В аудитории к этому времени появились первые заочницы. Прошу зажигалку. Подают все три одновременно., Сквозь нестерпимую боль невольно улыбаюсь и ухожу в служебную комнату. Открываю окно, в мусорном ведре сжигаю находку. По всем правилам ей сгореть дотла. Тут в раздевалку врывается Мила.

— О! Как мне плохо, Кот! Моя задница вся исколота. Я на нее сесть не могу. Это все из-за тебя. У меня внутри все гниет! Месяц уколов и никакого толку.

Молчу как рыба, наблюдая за тонюсенькой струйкой дыма. Хотя и понимаю, что так от колдовства мамочки Милы не избавиться. Называется эта пытка бытовой приворот. Она делает вид, что дым в ведерке ее вообще не интересует. Стоит, не зная, что сказать. Звонок. Встаю с корточек и ухожу гореть на лекцию.

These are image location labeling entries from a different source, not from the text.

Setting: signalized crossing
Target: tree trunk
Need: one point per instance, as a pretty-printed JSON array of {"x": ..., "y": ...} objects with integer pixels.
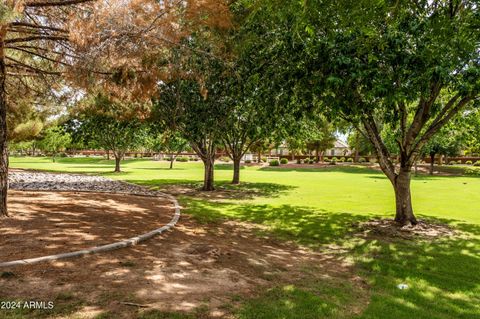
[
  {"x": 208, "y": 175},
  {"x": 117, "y": 163},
  {"x": 172, "y": 159},
  {"x": 404, "y": 210},
  {"x": 3, "y": 130},
  {"x": 432, "y": 163},
  {"x": 236, "y": 170}
]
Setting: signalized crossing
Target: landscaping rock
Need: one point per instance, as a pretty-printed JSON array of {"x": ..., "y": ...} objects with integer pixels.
[{"x": 29, "y": 180}]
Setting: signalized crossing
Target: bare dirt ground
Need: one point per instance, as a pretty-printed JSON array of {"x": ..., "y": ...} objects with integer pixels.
[
  {"x": 45, "y": 223},
  {"x": 194, "y": 265}
]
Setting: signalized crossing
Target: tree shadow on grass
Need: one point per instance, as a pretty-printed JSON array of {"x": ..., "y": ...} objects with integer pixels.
[
  {"x": 330, "y": 168},
  {"x": 442, "y": 275},
  {"x": 307, "y": 226},
  {"x": 223, "y": 190}
]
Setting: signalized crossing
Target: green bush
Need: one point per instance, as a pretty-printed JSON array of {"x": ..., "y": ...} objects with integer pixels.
[{"x": 274, "y": 163}]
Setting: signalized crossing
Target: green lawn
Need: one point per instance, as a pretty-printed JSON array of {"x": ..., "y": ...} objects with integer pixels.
[{"x": 318, "y": 207}]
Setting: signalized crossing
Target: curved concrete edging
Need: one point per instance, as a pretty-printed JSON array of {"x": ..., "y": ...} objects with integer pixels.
[{"x": 121, "y": 244}]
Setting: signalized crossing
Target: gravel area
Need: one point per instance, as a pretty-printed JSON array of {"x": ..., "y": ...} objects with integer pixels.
[{"x": 29, "y": 180}]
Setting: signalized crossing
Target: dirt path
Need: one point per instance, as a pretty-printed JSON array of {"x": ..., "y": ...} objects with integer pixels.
[{"x": 45, "y": 223}]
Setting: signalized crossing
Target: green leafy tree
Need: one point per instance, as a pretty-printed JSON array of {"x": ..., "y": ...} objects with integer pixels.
[
  {"x": 409, "y": 65},
  {"x": 193, "y": 103},
  {"x": 55, "y": 140},
  {"x": 173, "y": 144},
  {"x": 113, "y": 126},
  {"x": 321, "y": 136}
]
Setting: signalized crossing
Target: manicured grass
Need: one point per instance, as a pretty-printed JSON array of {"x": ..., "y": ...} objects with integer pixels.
[{"x": 320, "y": 206}]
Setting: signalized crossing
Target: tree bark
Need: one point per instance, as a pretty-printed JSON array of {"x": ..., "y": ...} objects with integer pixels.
[
  {"x": 432, "y": 163},
  {"x": 208, "y": 175},
  {"x": 236, "y": 170},
  {"x": 3, "y": 130},
  {"x": 403, "y": 199},
  {"x": 357, "y": 145},
  {"x": 117, "y": 163}
]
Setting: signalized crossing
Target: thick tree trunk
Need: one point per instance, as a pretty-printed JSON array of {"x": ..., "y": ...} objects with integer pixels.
[
  {"x": 208, "y": 179},
  {"x": 357, "y": 146},
  {"x": 403, "y": 199},
  {"x": 236, "y": 170},
  {"x": 3, "y": 131},
  {"x": 432, "y": 163},
  {"x": 117, "y": 163}
]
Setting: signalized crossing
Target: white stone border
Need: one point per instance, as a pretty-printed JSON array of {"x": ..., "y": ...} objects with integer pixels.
[{"x": 121, "y": 244}]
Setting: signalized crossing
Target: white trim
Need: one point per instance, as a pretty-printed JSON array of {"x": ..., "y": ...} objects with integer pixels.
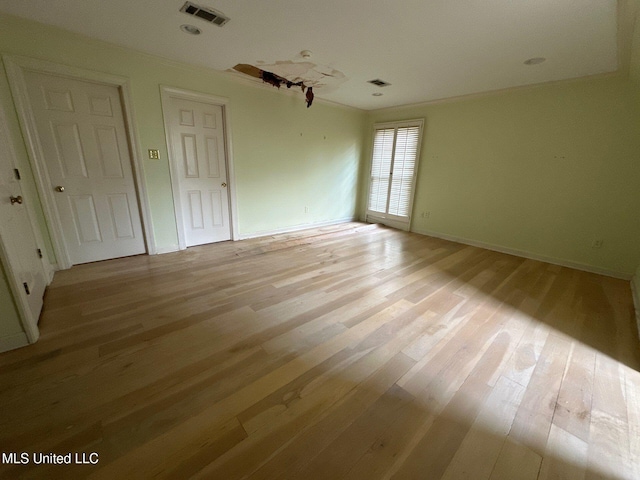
[
  {"x": 295, "y": 228},
  {"x": 166, "y": 93},
  {"x": 525, "y": 254},
  {"x": 635, "y": 291},
  {"x": 11, "y": 342},
  {"x": 15, "y": 67},
  {"x": 169, "y": 249}
]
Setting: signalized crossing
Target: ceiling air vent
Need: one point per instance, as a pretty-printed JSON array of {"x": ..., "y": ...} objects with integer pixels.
[
  {"x": 207, "y": 14},
  {"x": 379, "y": 83}
]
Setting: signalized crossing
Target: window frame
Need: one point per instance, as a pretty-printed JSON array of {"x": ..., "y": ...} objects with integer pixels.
[{"x": 391, "y": 220}]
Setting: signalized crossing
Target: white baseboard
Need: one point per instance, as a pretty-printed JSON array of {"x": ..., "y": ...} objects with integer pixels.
[
  {"x": 169, "y": 249},
  {"x": 295, "y": 228},
  {"x": 11, "y": 342},
  {"x": 635, "y": 291},
  {"x": 524, "y": 254}
]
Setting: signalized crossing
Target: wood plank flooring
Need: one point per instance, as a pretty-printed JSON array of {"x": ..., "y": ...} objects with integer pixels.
[{"x": 347, "y": 352}]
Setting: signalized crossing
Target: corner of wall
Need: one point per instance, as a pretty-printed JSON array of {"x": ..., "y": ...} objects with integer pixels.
[{"x": 635, "y": 290}]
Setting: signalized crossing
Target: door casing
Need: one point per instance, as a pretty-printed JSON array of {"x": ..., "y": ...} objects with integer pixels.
[
  {"x": 166, "y": 93},
  {"x": 16, "y": 66},
  {"x": 27, "y": 317}
]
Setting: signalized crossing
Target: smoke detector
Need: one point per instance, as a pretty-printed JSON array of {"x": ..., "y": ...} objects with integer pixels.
[
  {"x": 379, "y": 83},
  {"x": 206, "y": 14}
]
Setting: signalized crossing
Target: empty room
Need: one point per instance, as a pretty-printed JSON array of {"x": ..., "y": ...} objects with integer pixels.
[{"x": 320, "y": 240}]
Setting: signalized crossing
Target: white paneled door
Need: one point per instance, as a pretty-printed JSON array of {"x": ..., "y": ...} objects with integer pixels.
[
  {"x": 82, "y": 132},
  {"x": 17, "y": 237},
  {"x": 197, "y": 142}
]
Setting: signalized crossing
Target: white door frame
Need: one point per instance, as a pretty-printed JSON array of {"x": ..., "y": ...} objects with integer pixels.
[
  {"x": 166, "y": 93},
  {"x": 16, "y": 67},
  {"x": 29, "y": 323}
]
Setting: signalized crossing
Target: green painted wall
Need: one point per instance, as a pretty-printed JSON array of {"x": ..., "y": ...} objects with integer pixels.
[
  {"x": 544, "y": 170},
  {"x": 286, "y": 156},
  {"x": 9, "y": 318},
  {"x": 634, "y": 76}
]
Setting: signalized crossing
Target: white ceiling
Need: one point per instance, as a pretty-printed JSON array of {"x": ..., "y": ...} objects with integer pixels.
[{"x": 426, "y": 49}]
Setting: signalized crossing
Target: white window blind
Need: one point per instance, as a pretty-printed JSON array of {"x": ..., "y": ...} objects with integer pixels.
[{"x": 393, "y": 168}]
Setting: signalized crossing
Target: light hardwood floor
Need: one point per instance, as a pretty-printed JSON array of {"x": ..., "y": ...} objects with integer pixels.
[{"x": 348, "y": 352}]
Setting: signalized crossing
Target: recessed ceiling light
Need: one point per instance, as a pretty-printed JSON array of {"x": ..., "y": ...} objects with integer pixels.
[
  {"x": 190, "y": 29},
  {"x": 534, "y": 61}
]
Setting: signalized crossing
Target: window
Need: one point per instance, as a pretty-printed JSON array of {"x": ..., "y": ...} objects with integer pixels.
[{"x": 396, "y": 147}]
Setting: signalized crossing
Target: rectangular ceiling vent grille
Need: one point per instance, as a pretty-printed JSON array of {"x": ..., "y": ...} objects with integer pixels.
[
  {"x": 206, "y": 14},
  {"x": 379, "y": 83}
]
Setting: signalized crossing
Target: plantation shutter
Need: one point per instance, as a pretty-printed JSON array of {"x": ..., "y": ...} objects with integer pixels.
[{"x": 393, "y": 169}]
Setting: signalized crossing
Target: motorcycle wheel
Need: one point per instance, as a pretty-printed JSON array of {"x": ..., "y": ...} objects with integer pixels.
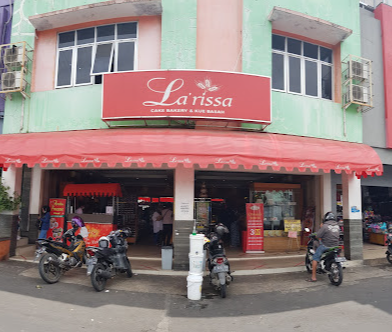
[
  {"x": 48, "y": 271},
  {"x": 336, "y": 274},
  {"x": 389, "y": 258},
  {"x": 129, "y": 268},
  {"x": 97, "y": 281},
  {"x": 223, "y": 291},
  {"x": 308, "y": 264}
]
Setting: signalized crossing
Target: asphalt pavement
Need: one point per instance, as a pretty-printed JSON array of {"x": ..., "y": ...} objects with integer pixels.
[{"x": 273, "y": 302}]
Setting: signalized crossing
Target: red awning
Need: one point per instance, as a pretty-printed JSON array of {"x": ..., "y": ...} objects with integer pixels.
[
  {"x": 188, "y": 147},
  {"x": 96, "y": 189}
]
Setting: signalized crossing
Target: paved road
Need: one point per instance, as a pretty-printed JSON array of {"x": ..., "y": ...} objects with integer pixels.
[{"x": 145, "y": 303}]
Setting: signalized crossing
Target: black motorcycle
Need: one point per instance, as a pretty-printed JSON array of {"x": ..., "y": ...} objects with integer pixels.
[
  {"x": 218, "y": 264},
  {"x": 109, "y": 258},
  {"x": 389, "y": 244},
  {"x": 56, "y": 257},
  {"x": 330, "y": 262}
]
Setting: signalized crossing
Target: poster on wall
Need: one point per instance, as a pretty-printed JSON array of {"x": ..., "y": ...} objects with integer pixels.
[
  {"x": 254, "y": 239},
  {"x": 95, "y": 231},
  {"x": 57, "y": 214},
  {"x": 292, "y": 225}
]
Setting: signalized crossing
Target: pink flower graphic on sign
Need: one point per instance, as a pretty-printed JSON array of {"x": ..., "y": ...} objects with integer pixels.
[{"x": 207, "y": 86}]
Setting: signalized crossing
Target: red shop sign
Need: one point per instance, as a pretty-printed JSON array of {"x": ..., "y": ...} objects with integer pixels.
[
  {"x": 188, "y": 94},
  {"x": 255, "y": 227}
]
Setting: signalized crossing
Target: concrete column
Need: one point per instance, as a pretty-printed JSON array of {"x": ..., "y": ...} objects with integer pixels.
[
  {"x": 11, "y": 178},
  {"x": 36, "y": 190},
  {"x": 325, "y": 194},
  {"x": 352, "y": 215},
  {"x": 184, "y": 188}
]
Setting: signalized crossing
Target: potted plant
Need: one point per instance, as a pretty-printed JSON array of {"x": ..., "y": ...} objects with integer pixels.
[{"x": 7, "y": 202}]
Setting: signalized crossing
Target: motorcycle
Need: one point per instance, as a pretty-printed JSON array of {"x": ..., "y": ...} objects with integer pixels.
[
  {"x": 330, "y": 262},
  {"x": 57, "y": 257},
  {"x": 218, "y": 264},
  {"x": 109, "y": 258},
  {"x": 389, "y": 244}
]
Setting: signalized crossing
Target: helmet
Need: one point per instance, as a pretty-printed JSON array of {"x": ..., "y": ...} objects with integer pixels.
[
  {"x": 103, "y": 242},
  {"x": 221, "y": 229},
  {"x": 329, "y": 216},
  {"x": 77, "y": 222}
]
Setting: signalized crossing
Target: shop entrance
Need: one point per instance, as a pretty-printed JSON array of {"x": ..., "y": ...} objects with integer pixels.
[
  {"x": 286, "y": 198},
  {"x": 142, "y": 192}
]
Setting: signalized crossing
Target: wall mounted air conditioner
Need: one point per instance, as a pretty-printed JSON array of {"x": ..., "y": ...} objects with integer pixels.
[
  {"x": 360, "y": 94},
  {"x": 13, "y": 56},
  {"x": 359, "y": 70},
  {"x": 12, "y": 80}
]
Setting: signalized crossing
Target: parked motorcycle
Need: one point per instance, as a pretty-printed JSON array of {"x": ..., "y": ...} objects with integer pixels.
[
  {"x": 57, "y": 257},
  {"x": 389, "y": 244},
  {"x": 109, "y": 258},
  {"x": 330, "y": 262},
  {"x": 218, "y": 264}
]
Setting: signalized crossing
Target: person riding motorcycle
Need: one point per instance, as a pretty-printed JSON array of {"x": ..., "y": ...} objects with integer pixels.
[
  {"x": 329, "y": 237},
  {"x": 79, "y": 244}
]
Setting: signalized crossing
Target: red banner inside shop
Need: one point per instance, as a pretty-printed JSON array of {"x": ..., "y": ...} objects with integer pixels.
[{"x": 253, "y": 238}]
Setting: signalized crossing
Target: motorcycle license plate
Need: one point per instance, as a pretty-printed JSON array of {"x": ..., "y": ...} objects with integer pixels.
[
  {"x": 340, "y": 259},
  {"x": 220, "y": 268},
  {"x": 38, "y": 253},
  {"x": 91, "y": 261}
]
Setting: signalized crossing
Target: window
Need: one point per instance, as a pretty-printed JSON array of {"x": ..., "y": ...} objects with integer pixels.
[
  {"x": 85, "y": 54},
  {"x": 301, "y": 68}
]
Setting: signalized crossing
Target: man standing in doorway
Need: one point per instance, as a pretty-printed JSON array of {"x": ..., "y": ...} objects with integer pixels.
[{"x": 167, "y": 221}]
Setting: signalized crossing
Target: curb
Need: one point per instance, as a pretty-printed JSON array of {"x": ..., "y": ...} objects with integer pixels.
[{"x": 348, "y": 264}]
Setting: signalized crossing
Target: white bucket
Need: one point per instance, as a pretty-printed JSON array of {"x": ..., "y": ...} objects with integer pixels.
[
  {"x": 196, "y": 244},
  {"x": 194, "y": 284},
  {"x": 196, "y": 264}
]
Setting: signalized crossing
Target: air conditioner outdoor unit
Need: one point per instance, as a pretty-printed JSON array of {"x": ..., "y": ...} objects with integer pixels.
[
  {"x": 360, "y": 94},
  {"x": 13, "y": 56},
  {"x": 12, "y": 81},
  {"x": 359, "y": 70}
]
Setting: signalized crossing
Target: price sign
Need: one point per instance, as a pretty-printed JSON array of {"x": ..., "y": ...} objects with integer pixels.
[{"x": 254, "y": 241}]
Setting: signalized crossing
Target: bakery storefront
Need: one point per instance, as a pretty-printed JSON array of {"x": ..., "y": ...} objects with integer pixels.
[{"x": 287, "y": 174}]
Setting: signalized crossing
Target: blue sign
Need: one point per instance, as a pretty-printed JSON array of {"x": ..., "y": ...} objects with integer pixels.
[{"x": 355, "y": 209}]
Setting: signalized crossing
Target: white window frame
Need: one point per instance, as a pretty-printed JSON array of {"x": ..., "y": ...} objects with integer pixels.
[
  {"x": 303, "y": 59},
  {"x": 94, "y": 45}
]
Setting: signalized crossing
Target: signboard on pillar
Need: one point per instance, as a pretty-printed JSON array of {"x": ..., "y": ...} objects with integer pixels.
[
  {"x": 57, "y": 214},
  {"x": 254, "y": 236}
]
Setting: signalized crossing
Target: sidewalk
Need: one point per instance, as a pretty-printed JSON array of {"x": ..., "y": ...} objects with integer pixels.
[{"x": 147, "y": 260}]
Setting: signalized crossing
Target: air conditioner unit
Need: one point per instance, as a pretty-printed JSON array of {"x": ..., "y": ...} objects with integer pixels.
[
  {"x": 359, "y": 70},
  {"x": 13, "y": 56},
  {"x": 12, "y": 80},
  {"x": 360, "y": 94}
]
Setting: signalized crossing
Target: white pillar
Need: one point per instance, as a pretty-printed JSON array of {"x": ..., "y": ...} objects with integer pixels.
[
  {"x": 184, "y": 193},
  {"x": 325, "y": 194},
  {"x": 36, "y": 190},
  {"x": 352, "y": 197},
  {"x": 184, "y": 188},
  {"x": 352, "y": 215}
]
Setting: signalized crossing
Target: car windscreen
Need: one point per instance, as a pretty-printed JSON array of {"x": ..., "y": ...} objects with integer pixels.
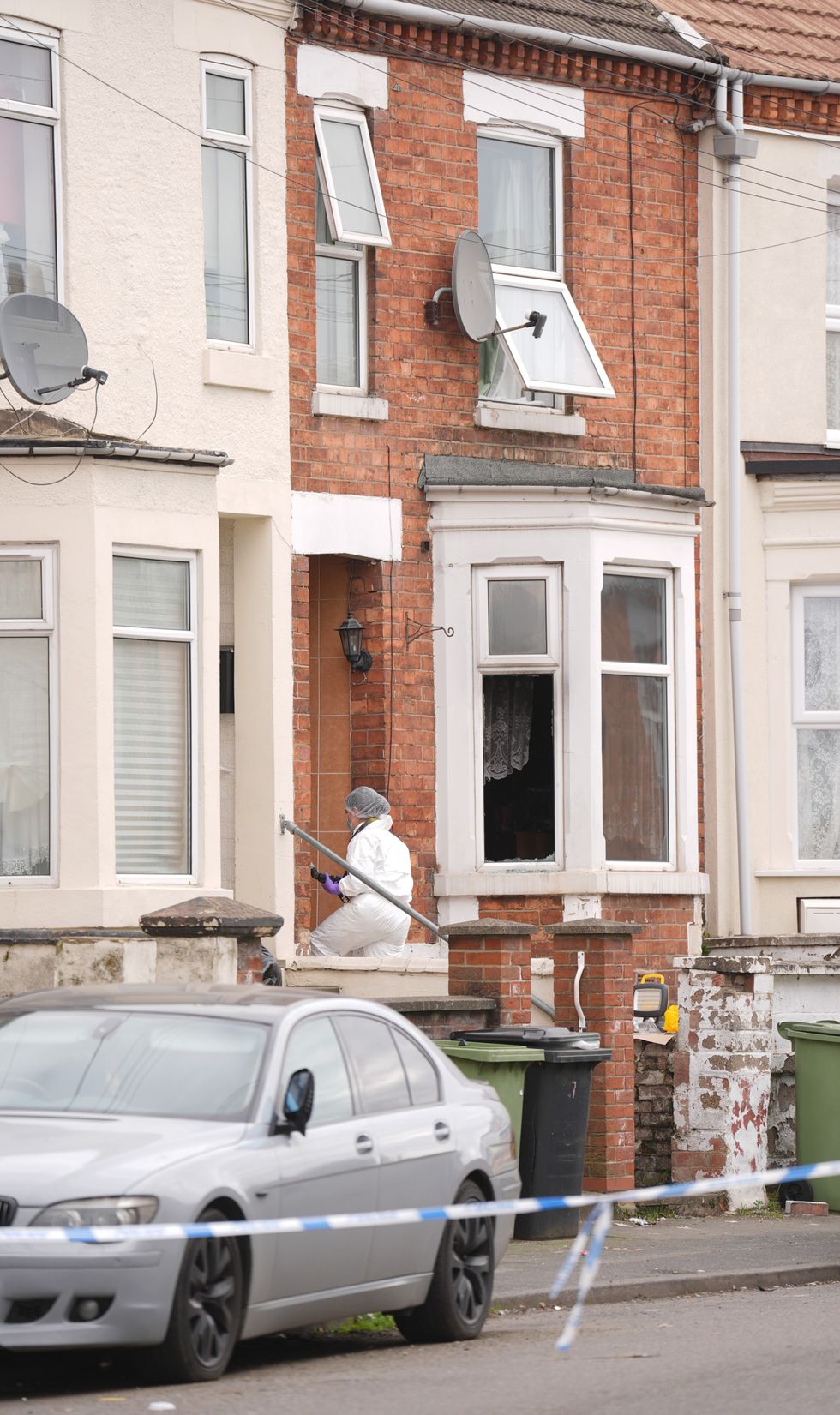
[{"x": 130, "y": 1063}]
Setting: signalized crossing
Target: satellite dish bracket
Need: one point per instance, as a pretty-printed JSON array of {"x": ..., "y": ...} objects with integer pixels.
[
  {"x": 97, "y": 374},
  {"x": 432, "y": 308}
]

А священник знал, что говорил. Через три года мой врач-гастроэнтеролог скажет:

— Диагноз поставлен правильно, лечение назначено верно. Ты за три года выпил столько лекарств, что на них можно было без труда поднять на ноги два отделения.

Святитель Спиридон Тримифунтский

Не один святитель Иоасаф помогал мне в тот богатый на искушения месяц. После публичного сожжения Милиных прокладок мне стало еще хуже. Лекции выжимали последние силы кипящего в адском вареве учителя. Не выдерживая бедствия, свалившегося на голову, шел в церковь.

Перед началом службы обходил и прикладывался ко всем иконам. Просил только одного — убрать нестерпимое состояние огня, пожирающего внутренности. Уже не было сил терпеть. Многие в таком состоянии кончали жизнь самоубийством. Дополз до иконы чудотворца святителя Спиридона.

— Святителю добрый, помоги! Нет сил терпеть эту муку!

И вдруг я услышал голос человека прямо из иконы.

— Деточка! Мы все ходили просить за тебя. Но Бог неумолим. Ты должен терпеть!

Что тогда со мной произошло, помню плохо. Но эта неожиданное обращение к простому смертному, истерзанному наведенными на него бесами, вновь заставило меня почувствовать себя человеком. Подняло с пола. Так великие святые учили меня не опускаться перед нечистью и терпеть нестерпимое.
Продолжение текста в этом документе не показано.